I consider it appropriate to make an award of security but only for the period running from seven days after the demand for such security was made on Copeland up to completion of the mediation of the proceeding.
The demand for provision of security was by letter on 11 January 2011 to Copeland’s solicitors. The request for security was declined one week later.
In the affidavit of Cyril Ger sworn 25 February 2011 and filed on behalf of the defendants, he deposes that he has operated a legal costing practice since December 1998. Mr Ger contends that from 25 February to the completion of mediation the second to fifth defendants are likely to incur $148,519.90 in fees which consists of $31,750 by way of disbursements and $116,761.90 by way of professional fees.
Copeland’s solicitor, Ferdinand Zito, in his affidavit in opposition to the application sworn 2 March 2011, contends that a reasonable and practical estimate likely to be incurred by the applicant/defendants ‘is about $60,000’. Aside from making some superficial criticisms of Mr Ger’s evidence, he does not embark on a detailed critique on Mr Ger’s projected bill of costs.

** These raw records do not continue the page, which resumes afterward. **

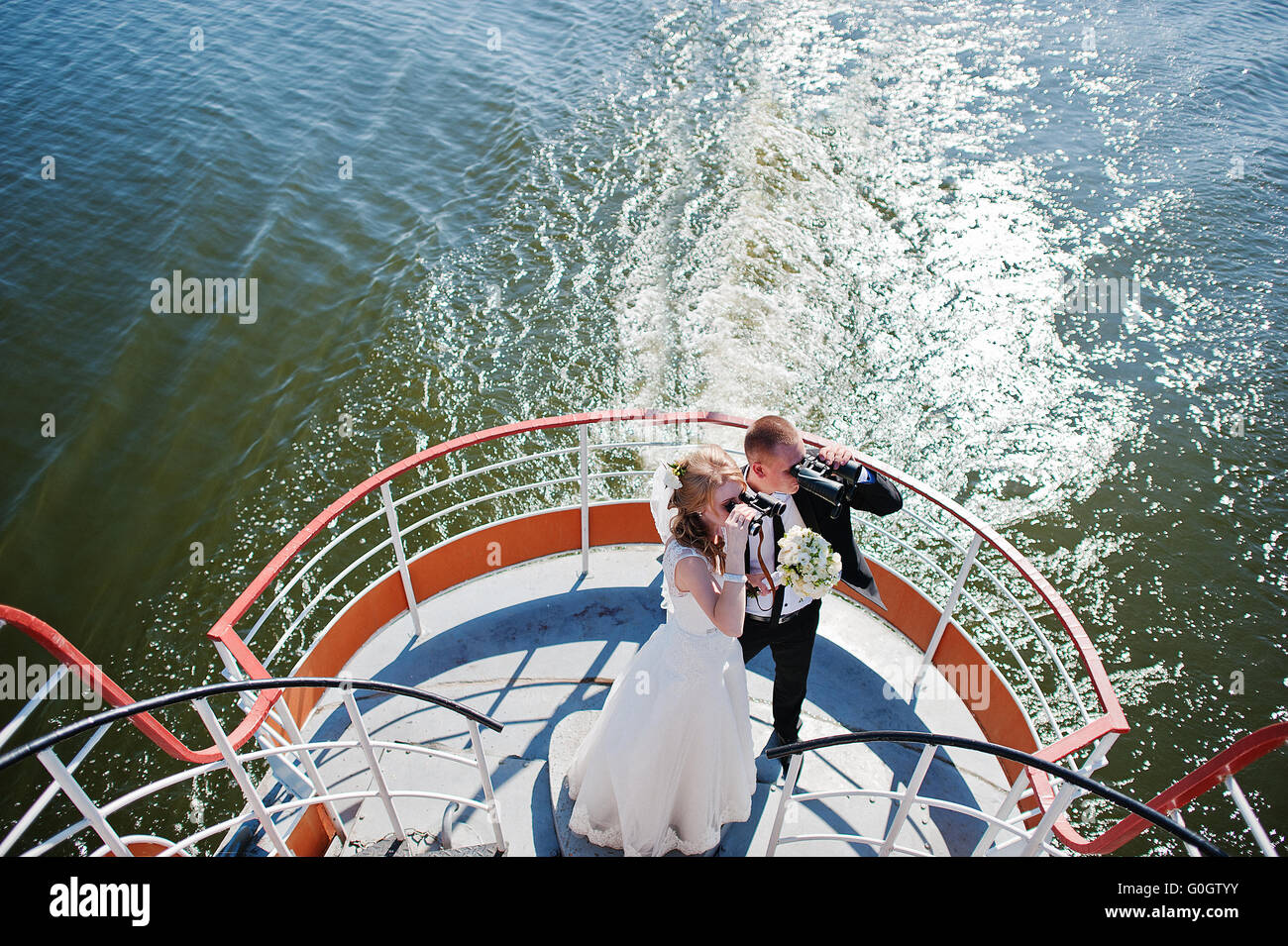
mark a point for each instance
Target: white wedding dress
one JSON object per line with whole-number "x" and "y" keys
{"x": 670, "y": 760}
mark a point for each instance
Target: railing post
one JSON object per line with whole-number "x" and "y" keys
{"x": 82, "y": 803}
{"x": 395, "y": 534}
{"x": 1249, "y": 816}
{"x": 789, "y": 787}
{"x": 235, "y": 766}
{"x": 1175, "y": 815}
{"x": 485, "y": 777}
{"x": 365, "y": 742}
{"x": 294, "y": 734}
{"x": 947, "y": 614}
{"x": 1068, "y": 791}
{"x": 910, "y": 795}
{"x": 1013, "y": 798}
{"x": 584, "y": 439}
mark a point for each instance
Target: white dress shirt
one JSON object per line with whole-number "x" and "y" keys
{"x": 763, "y": 605}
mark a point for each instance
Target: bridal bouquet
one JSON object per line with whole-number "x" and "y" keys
{"x": 806, "y": 563}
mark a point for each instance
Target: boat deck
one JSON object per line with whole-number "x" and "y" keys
{"x": 541, "y": 662}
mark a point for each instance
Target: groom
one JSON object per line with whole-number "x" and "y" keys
{"x": 784, "y": 619}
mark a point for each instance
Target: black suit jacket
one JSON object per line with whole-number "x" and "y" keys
{"x": 880, "y": 497}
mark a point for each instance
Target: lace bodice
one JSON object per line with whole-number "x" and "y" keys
{"x": 682, "y": 605}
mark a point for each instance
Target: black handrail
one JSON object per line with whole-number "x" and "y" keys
{"x": 93, "y": 722}
{"x": 1119, "y": 798}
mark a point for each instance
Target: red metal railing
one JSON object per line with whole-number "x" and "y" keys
{"x": 93, "y": 678}
{"x": 223, "y": 631}
{"x": 1207, "y": 777}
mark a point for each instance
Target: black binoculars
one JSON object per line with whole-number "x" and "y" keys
{"x": 763, "y": 504}
{"x": 835, "y": 486}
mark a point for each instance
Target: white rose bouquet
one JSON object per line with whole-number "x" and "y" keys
{"x": 806, "y": 563}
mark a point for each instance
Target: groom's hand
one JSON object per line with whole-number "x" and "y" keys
{"x": 836, "y": 455}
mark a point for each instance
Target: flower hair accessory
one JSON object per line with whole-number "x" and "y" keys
{"x": 675, "y": 473}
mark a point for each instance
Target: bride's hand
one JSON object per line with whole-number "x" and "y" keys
{"x": 735, "y": 530}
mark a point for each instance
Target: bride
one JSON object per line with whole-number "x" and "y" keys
{"x": 670, "y": 760}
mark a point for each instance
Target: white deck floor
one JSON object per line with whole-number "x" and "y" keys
{"x": 516, "y": 645}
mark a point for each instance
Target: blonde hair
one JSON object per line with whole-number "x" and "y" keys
{"x": 703, "y": 473}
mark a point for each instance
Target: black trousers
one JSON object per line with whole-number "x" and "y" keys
{"x": 791, "y": 643}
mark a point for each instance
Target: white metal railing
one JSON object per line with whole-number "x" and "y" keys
{"x": 97, "y": 817}
{"x": 918, "y": 530}
{"x": 1008, "y": 820}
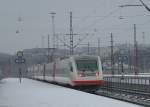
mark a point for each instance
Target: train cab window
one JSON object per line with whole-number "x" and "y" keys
{"x": 71, "y": 68}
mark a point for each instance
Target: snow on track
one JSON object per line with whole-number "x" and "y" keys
{"x": 31, "y": 93}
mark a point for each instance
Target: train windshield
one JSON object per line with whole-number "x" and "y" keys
{"x": 87, "y": 65}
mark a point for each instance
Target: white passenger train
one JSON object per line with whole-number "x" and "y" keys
{"x": 74, "y": 71}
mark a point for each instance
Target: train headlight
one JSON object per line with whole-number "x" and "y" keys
{"x": 81, "y": 74}
{"x": 97, "y": 74}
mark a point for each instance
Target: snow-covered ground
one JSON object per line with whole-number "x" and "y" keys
{"x": 32, "y": 93}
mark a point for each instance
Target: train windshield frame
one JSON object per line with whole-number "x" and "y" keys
{"x": 87, "y": 65}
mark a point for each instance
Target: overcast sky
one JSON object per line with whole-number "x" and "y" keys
{"x": 98, "y": 17}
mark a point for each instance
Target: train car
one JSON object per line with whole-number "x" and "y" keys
{"x": 73, "y": 71}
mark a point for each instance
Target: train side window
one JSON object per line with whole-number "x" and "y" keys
{"x": 71, "y": 68}
{"x": 70, "y": 65}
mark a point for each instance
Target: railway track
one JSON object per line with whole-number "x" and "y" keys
{"x": 132, "y": 96}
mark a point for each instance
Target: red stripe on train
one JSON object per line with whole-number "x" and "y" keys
{"x": 88, "y": 82}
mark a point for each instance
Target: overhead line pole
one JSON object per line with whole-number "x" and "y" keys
{"x": 112, "y": 56}
{"x": 135, "y": 52}
{"x": 53, "y": 29}
{"x": 71, "y": 35}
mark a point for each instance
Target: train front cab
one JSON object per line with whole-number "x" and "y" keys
{"x": 88, "y": 71}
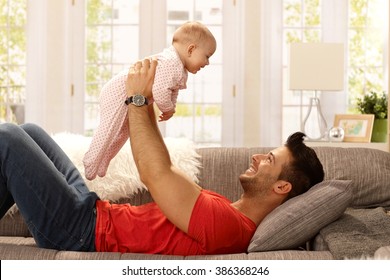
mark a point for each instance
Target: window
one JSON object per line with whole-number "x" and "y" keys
{"x": 109, "y": 24}
{"x": 361, "y": 25}
{"x": 12, "y": 60}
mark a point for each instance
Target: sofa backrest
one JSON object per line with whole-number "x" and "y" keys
{"x": 369, "y": 169}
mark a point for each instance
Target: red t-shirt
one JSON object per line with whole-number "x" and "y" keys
{"x": 215, "y": 228}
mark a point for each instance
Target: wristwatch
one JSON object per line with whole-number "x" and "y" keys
{"x": 137, "y": 100}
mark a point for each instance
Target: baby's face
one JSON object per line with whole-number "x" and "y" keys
{"x": 199, "y": 57}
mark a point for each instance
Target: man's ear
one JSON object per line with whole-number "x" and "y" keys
{"x": 282, "y": 187}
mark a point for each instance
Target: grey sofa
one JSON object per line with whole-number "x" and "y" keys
{"x": 345, "y": 218}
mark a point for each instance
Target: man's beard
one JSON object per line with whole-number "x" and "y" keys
{"x": 258, "y": 184}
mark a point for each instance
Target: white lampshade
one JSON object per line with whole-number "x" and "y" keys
{"x": 316, "y": 66}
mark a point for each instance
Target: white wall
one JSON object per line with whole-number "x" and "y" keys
{"x": 47, "y": 101}
{"x": 48, "y": 76}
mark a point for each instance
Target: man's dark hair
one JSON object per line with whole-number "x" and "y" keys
{"x": 305, "y": 170}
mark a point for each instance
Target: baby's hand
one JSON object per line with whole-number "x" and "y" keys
{"x": 166, "y": 115}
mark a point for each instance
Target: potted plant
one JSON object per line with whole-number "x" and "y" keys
{"x": 375, "y": 103}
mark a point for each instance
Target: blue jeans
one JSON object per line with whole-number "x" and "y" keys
{"x": 47, "y": 188}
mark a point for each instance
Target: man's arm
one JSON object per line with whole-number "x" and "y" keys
{"x": 172, "y": 190}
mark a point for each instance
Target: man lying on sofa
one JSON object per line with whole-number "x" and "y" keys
{"x": 184, "y": 219}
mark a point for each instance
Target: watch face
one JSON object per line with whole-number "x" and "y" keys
{"x": 139, "y": 100}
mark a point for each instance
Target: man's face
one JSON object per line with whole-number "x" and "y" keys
{"x": 264, "y": 170}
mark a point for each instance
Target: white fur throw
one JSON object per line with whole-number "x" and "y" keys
{"x": 122, "y": 178}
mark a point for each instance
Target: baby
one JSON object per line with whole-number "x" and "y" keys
{"x": 192, "y": 46}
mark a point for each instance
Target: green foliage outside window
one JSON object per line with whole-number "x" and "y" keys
{"x": 13, "y": 48}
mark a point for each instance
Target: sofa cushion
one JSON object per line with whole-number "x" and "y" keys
{"x": 369, "y": 170}
{"x": 300, "y": 218}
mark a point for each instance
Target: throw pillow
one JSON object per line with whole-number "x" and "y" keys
{"x": 301, "y": 218}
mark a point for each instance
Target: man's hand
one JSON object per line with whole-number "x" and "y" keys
{"x": 141, "y": 77}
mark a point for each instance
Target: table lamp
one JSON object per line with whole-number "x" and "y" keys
{"x": 316, "y": 67}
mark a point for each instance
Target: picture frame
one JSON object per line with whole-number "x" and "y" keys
{"x": 357, "y": 127}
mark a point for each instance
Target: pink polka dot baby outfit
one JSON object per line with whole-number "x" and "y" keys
{"x": 113, "y": 131}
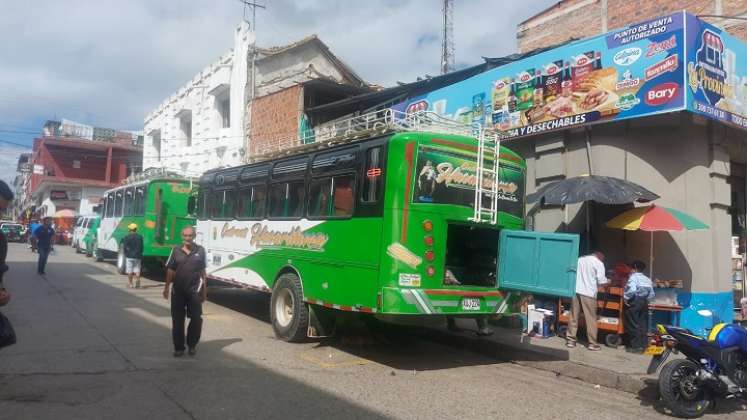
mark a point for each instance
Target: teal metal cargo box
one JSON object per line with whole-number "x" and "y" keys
{"x": 538, "y": 262}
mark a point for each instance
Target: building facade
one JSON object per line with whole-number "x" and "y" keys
{"x": 249, "y": 101}
{"x": 578, "y": 19}
{"x": 289, "y": 80}
{"x": 72, "y": 174}
{"x": 202, "y": 125}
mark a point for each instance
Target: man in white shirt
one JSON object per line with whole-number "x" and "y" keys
{"x": 590, "y": 274}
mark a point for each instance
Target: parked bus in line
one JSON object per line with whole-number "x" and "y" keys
{"x": 158, "y": 204}
{"x": 380, "y": 226}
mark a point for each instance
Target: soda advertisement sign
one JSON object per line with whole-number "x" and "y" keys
{"x": 631, "y": 72}
{"x": 716, "y": 79}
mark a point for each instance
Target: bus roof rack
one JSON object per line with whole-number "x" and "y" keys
{"x": 154, "y": 173}
{"x": 372, "y": 124}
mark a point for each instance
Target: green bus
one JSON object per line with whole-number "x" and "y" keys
{"x": 158, "y": 204}
{"x": 383, "y": 225}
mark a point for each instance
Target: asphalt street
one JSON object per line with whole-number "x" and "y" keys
{"x": 90, "y": 348}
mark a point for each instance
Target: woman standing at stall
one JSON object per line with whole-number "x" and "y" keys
{"x": 639, "y": 291}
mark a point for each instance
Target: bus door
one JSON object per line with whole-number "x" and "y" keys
{"x": 158, "y": 209}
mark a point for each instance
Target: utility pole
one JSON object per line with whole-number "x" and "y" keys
{"x": 447, "y": 44}
{"x": 254, "y": 6}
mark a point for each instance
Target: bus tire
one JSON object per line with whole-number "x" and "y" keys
{"x": 121, "y": 260}
{"x": 288, "y": 312}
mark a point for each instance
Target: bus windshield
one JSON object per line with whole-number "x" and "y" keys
{"x": 449, "y": 177}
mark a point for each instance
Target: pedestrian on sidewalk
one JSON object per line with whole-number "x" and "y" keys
{"x": 133, "y": 249}
{"x": 639, "y": 291}
{"x": 6, "y": 196}
{"x": 186, "y": 276}
{"x": 44, "y": 235}
{"x": 590, "y": 274}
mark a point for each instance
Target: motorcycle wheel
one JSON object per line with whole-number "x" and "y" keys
{"x": 680, "y": 390}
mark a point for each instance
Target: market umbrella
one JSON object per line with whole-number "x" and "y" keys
{"x": 602, "y": 189}
{"x": 64, "y": 213}
{"x": 652, "y": 219}
{"x": 584, "y": 188}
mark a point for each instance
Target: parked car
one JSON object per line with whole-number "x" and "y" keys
{"x": 14, "y": 232}
{"x": 82, "y": 226}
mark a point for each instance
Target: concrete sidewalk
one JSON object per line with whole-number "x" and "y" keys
{"x": 612, "y": 368}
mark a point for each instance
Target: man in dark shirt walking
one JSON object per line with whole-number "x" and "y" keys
{"x": 133, "y": 249}
{"x": 186, "y": 276}
{"x": 44, "y": 235}
{"x": 6, "y": 196}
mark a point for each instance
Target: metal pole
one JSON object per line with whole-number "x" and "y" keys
{"x": 651, "y": 258}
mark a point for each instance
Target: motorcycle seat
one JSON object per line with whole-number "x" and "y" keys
{"x": 729, "y": 335}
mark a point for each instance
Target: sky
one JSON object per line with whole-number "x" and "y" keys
{"x": 109, "y": 63}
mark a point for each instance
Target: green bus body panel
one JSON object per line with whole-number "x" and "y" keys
{"x": 538, "y": 262}
{"x": 345, "y": 272}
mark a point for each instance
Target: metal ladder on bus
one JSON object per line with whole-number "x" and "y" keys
{"x": 489, "y": 147}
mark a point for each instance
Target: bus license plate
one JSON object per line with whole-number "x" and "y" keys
{"x": 654, "y": 350}
{"x": 471, "y": 304}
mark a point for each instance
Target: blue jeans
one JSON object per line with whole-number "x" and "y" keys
{"x": 43, "y": 254}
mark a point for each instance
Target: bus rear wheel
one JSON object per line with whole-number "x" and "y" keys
{"x": 288, "y": 311}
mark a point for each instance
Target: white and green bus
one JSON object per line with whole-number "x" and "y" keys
{"x": 159, "y": 205}
{"x": 384, "y": 225}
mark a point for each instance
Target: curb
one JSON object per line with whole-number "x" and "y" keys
{"x": 550, "y": 360}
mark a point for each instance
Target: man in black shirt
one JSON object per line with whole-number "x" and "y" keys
{"x": 186, "y": 276}
{"x": 133, "y": 250}
{"x": 6, "y": 196}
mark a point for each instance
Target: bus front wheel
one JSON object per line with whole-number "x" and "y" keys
{"x": 288, "y": 311}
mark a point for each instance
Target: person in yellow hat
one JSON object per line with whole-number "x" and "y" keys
{"x": 133, "y": 250}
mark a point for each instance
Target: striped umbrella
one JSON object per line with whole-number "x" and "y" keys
{"x": 655, "y": 218}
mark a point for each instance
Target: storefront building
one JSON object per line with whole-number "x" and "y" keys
{"x": 661, "y": 103}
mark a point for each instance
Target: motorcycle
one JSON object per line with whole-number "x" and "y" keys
{"x": 713, "y": 367}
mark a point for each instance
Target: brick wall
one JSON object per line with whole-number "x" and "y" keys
{"x": 274, "y": 121}
{"x": 585, "y": 18}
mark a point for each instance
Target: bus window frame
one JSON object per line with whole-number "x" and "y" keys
{"x": 128, "y": 208}
{"x": 119, "y": 209}
{"x": 304, "y": 182}
{"x": 109, "y": 208}
{"x": 354, "y": 185}
{"x": 139, "y": 210}
{"x": 251, "y": 187}
{"x": 223, "y": 192}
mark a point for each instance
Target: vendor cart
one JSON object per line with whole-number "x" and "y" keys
{"x": 609, "y": 314}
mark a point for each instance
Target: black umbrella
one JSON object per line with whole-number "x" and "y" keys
{"x": 602, "y": 189}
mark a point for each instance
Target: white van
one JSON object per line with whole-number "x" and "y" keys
{"x": 80, "y": 230}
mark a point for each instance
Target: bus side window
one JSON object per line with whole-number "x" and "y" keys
{"x": 252, "y": 202}
{"x": 373, "y": 176}
{"x": 228, "y": 209}
{"x": 109, "y": 205}
{"x": 287, "y": 199}
{"x": 320, "y": 191}
{"x": 215, "y": 204}
{"x": 129, "y": 201}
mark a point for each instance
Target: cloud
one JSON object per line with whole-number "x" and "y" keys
{"x": 109, "y": 63}
{"x": 9, "y": 161}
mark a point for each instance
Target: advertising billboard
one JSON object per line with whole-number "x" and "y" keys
{"x": 631, "y": 72}
{"x": 716, "y": 73}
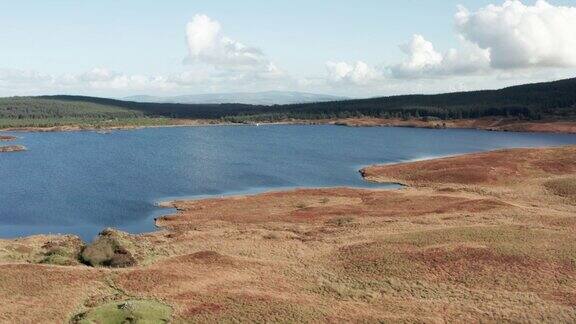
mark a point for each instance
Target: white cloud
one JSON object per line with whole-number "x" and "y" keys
{"x": 522, "y": 36}
{"x": 206, "y": 44}
{"x": 425, "y": 62}
{"x": 358, "y": 73}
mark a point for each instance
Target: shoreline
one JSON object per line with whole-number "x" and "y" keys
{"x": 462, "y": 221}
{"x": 487, "y": 124}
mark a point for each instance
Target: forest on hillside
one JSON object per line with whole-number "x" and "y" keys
{"x": 532, "y": 102}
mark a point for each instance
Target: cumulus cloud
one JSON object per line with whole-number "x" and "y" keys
{"x": 207, "y": 44}
{"x": 522, "y": 36}
{"x": 358, "y": 73}
{"x": 424, "y": 61}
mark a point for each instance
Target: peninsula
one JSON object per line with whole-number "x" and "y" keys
{"x": 476, "y": 238}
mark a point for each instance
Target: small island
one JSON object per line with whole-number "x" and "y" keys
{"x": 12, "y": 148}
{"x": 7, "y": 138}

On my review of that draft bill, it is appropriate to make some reduction of the amounts claimed. There is provision for scanning Copeland’s documents which are estimated to be 9,000 folios, yet discovery is yet to be made and its volume is unknown. An amount of $22,500 is claimed for that. Disbursements of $20,000 for an expert is claimed but it is not clear how such estimate is arrived at. An amount of $107,500 is claimed for professional costs but that is in the nature of an ambit figure.
An order for security for costs is not intended to be a complete indemnity[6] and although it seems somewhat unlikely, I have to make some allowance for the possibility that the matter may settle at mediation. Further, experience teaches that even if the defendants are successful, when bills are taxed on a party-party basis, significant sums are often taxed off.
[6]Brundza v Robbie & Co (No2) (1952) 88 CLR 171 at 175
I consider an appropriate amount for security up to the completion of the mediation is $80,000. I will order that Copeland is to give security for the costs of the second to fifth-named defendants in a form acceptable to the Prothonotary in the sum of $80,000 within 21 days of today’s date. I will also order that if Copeland does not provide security for the costs of the second to fifth defendant within that period, the proceeding be stayed as against the second to fifth defendants until further order of the Court. I will hear the parties on the questions of costs.
The second to fifth defendants have liberty to apply for provision of further security if the matter does not resolve at mediation.